Fon bünyesindeki şirketlerin ve diğer varlıkların “menkul kıymetleştirilmesi” sonucu, borçlanarak elde edilen kaynaklar ile 3. Hava Limanı, nükleer santral, Kanal İstanbul gibi projeler finanse edilmek isteniyor. Ancak bu projelerin geri dönüşleri ve borç ödemek için nakit yaratmaları uzun vadeli olacağı için daha fazla kamu kaynağı fon bünyesine aktarılmak zorunda kalacak ve finansmanın kamuya olan maliyeti beklenenden çok daha fazla olacaktır. Daha kötüsü, borç sarmalına giren Fon elindeki kamu varlıklarını da heba edip, Türkiye’ye altından zor kalkacağı bir yük de yükleyebilir.

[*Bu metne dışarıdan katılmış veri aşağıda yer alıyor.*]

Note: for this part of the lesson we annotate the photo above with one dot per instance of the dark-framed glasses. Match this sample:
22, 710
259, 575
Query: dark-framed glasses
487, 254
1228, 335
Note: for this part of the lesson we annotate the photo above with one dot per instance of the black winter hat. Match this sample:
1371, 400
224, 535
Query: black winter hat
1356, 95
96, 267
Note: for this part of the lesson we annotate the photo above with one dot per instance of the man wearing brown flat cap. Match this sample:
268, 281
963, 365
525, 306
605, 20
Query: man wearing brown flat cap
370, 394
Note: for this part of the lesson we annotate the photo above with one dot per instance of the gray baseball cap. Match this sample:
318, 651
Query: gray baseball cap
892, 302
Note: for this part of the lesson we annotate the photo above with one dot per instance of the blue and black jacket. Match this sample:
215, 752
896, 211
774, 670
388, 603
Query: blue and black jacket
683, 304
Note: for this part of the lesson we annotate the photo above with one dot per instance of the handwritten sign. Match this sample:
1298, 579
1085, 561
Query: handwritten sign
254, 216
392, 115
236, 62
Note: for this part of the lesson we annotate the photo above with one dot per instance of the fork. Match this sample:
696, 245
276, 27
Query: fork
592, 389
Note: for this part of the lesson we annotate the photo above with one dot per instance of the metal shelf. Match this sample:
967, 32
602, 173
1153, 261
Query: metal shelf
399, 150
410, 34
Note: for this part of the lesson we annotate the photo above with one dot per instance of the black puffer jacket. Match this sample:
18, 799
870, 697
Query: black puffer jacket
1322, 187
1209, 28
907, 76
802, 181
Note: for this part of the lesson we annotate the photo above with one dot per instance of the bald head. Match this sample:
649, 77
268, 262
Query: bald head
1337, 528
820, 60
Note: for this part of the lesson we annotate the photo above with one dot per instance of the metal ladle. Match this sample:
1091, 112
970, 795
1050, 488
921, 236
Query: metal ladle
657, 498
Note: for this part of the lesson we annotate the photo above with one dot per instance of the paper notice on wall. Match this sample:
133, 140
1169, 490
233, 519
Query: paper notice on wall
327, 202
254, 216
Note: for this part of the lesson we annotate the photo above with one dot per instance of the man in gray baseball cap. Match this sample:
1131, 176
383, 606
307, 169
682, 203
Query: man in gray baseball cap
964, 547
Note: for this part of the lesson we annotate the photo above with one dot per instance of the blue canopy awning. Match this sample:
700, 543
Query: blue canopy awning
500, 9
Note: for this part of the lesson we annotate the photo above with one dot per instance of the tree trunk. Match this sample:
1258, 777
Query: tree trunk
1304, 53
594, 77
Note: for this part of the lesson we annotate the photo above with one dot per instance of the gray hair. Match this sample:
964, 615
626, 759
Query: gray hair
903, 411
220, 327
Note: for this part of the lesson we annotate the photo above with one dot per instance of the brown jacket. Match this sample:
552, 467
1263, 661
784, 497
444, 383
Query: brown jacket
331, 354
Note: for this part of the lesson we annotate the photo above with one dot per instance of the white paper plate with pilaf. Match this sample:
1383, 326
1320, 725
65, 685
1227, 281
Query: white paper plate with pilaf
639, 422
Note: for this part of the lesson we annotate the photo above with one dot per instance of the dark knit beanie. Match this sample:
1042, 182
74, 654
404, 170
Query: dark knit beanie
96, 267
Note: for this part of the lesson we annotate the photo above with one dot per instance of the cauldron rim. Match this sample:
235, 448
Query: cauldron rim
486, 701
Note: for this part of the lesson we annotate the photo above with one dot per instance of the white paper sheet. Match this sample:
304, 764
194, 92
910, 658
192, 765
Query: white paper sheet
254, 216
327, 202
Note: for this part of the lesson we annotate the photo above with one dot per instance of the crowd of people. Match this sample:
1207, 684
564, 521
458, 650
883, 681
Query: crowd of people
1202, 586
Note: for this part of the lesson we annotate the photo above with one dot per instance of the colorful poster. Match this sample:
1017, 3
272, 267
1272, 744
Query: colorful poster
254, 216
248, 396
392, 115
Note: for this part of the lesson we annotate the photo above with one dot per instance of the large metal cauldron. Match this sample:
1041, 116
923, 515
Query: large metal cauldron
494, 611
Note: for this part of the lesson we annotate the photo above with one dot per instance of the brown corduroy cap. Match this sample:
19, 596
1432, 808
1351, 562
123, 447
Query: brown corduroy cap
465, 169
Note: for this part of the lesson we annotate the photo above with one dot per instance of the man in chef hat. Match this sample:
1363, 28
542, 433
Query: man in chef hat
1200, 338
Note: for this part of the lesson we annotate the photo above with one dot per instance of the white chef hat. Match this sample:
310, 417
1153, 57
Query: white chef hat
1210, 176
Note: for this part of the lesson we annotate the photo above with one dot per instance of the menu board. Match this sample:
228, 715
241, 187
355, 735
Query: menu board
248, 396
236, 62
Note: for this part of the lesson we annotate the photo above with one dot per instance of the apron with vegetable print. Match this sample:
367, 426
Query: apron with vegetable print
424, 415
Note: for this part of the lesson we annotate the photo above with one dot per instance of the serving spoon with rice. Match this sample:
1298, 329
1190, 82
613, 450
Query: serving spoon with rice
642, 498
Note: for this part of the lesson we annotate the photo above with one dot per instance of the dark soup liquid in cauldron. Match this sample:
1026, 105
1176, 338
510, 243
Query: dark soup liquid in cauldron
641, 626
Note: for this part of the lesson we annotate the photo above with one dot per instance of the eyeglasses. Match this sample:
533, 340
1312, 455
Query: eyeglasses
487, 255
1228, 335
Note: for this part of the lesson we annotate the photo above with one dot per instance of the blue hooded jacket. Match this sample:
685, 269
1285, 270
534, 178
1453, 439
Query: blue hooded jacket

Yine, yetkililere göre tabii, Fon’un amaçlarından biri de kamu şirketlerini verimlilik, profesyonellik, şeffaflık gibi ilkeler doğrultusunda etkili bir şekilde yönetmek. Bizce bu model ile amaçlananın tam tersi sonuçlar elde etmek daha yüksek olasılık. Kamu şirketlerinin “iyi yönetilmesi” hepsini bir araya toplayarak olmaz. Tam tersine, stratejik konumda olan her birini ayrı ayrı ele alarak, her birine eğitimli ve deneyimli yöneticiler atayarak ve sıkı bir şekilde denetleyerek olabilir. Stratejik olmayanların da bir an önce uygun fiyatlarla özelleştirilerek iyi yönetilmesi sağlanabilir.
Bu model ile yetkililerce söylenenin aksine, zarar eden kamu mülkiyetli şirketlerin bu zararlarının karlı olanlar ile kapatılması amaçlanıyor olabilir. Örneğin zarar da olan Türk Hava Yollarının zararının, kar üreten bir şirket olan Ziraat Bankası’nın karı ile karşılanması gibi. Bunun olup olmayacağını ileride hep beraber göreceğiz.
Varlık Fonu kararını veren irade elbette iyi niyet ile kamu faydası yaratacak amaçlar için bu kararı vermiş olabilir. Ancak bizce bu kararların Türkiye şartlarında uygulanmasında büyük riskler bulunuyor. Günün sonunda elimizde amaçlananın tam aksi sonuçları bulmak da mümkün.